Potrzeba spłaszczania struktur organizacyjnych i pracy w zespołach wytworzyła podejście organiczne (rozproszonego przywództwa), które jest rozumiane jako sieć osób wpływających na ludzi, inicjujących ich aktywność, dbających o warunki do uzyskiwania rezultatów. To podejście niekoniecznie oznacza formalną władzę, często opiera się relacjach i wiedzy eksperckiej osób pełniących rolę (niekoniecznie funkcję) liderów. Wszystkie te podejścia pokazują, jak wiele jest sposobów opisywania przywództwa. Odzwierciedlają one rozwój i ewolucję koncepcji organizacyjnych (paradygmat organizacji). Jednym słowem, każdy paradygmat ma swój archetyp (wzorzec) idealnego lidera.
James Kouzes i Barry Posnerͽ odkryli, że współczesne przywództwo wiąże się raczej z procesem, za którym idziemy, a nie z osobą lidera. Inny badacz, Robert Quinnͽ zauważył dodatkowo, że liderem nie jest się cały czas. W uproszczeniu można by powiedzieć, że menedżerem jest się na co dzień, a liderem tylko w niektórych ważnych momentach (przywództwo fundamentalne). Oznacza to, że oddziaływanie na ludzi, sprawianie, by inni podążali za liderem i w ogóle postrzegali go jako przywódcę, nie jest dane na zawsze. To z kolei oznacza, że lider musi zaakceptować zmienność cykli i być raz przywódcą fundamentalnym (np. w chwilach kryzysów, zmian, w sytuacjach niejasnych), innym razem liderem ekspertem, a jeszcze innym – usunąć się w cień (gdy ludzi trzeba zostawić samym sobie). W tym ujęciu lider często staje się kluczowym zasobem dla organizacji czy zespołu.
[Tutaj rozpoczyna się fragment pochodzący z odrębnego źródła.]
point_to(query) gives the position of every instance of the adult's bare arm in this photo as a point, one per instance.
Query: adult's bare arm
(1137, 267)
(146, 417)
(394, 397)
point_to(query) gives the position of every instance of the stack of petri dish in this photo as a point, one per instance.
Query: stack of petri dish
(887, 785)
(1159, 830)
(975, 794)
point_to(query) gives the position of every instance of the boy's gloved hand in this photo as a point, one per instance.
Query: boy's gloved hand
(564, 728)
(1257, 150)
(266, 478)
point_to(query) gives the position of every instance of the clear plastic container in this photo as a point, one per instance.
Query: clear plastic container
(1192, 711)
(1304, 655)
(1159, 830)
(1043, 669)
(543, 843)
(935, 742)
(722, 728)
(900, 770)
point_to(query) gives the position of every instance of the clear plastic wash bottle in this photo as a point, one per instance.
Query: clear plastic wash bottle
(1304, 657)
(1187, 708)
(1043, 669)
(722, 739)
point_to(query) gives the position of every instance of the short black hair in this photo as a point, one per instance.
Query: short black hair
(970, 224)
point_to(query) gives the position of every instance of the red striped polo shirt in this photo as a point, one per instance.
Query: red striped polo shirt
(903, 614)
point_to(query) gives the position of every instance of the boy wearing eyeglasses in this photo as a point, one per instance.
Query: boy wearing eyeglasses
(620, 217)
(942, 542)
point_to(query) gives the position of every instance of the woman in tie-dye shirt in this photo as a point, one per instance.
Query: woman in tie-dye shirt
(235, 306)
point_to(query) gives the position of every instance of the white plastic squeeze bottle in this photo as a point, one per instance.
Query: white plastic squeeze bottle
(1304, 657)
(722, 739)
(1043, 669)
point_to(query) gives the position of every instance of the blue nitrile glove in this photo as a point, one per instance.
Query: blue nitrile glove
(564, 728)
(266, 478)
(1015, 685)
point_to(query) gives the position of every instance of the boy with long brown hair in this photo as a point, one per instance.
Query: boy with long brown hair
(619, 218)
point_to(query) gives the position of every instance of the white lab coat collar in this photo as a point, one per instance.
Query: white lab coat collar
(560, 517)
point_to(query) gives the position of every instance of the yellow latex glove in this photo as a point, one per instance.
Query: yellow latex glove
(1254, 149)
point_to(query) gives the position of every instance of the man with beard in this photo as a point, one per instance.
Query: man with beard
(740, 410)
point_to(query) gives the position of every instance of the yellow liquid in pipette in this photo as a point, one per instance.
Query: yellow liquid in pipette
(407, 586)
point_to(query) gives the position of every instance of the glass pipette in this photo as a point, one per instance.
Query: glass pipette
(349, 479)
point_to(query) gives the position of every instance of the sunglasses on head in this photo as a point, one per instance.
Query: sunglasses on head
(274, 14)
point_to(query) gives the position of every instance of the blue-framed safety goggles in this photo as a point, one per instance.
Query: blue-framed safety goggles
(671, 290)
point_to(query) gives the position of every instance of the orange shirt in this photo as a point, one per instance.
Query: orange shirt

Zespół korzysta wówczas z obecności lidera zgodnie z potrzebami, a nie jest zasobem lidera w uzyskiwaniu celów (jak w modelu klasycznym). To może być trudne dla lidera, bo rezygnacja ze statusu wymaga siły i odwagi. Po tym właśnie poznaje się dobre przywództwo, że różne rzeczy dzieją się bez popychania i formowania, niejako same z siebie. Ludzie idą przed liderem, a nie za nim. Idą za:
- angażującym celem nadrzędnym;
- wspólną, akceptowaną wizją przyszłości i pewnym schematem zmieniania na lepsze;
- przejrzystymi wartościami i przekonaniami, zgodnymi z ich własnymi;
- kreatywnymi ideami;
- zespołem, który się uczy i buduje tzw. emotional reward;
- innymi ludźmi, których talenty i zdolności mogą przyczynić się do realizacji zamierzeń.
Robert Quinn opisuje fundamentalny stan przywództwa, lecz wskazuje także na proces przewodzenia. Zauważa, że funkcjonowanie w tym procesie jest przejściowe, ale można w niego wejść w dowolnym momencie. Potrzebny jest do tego pewien stan umysłu, inny niż codzienny i nawykowy. Uzyskuje się go dzięki odpowiedzi na cztery pytania:
- Na ile jestem skoncentrowany na celu i wynikach wymagających działania poza strefą komfortu?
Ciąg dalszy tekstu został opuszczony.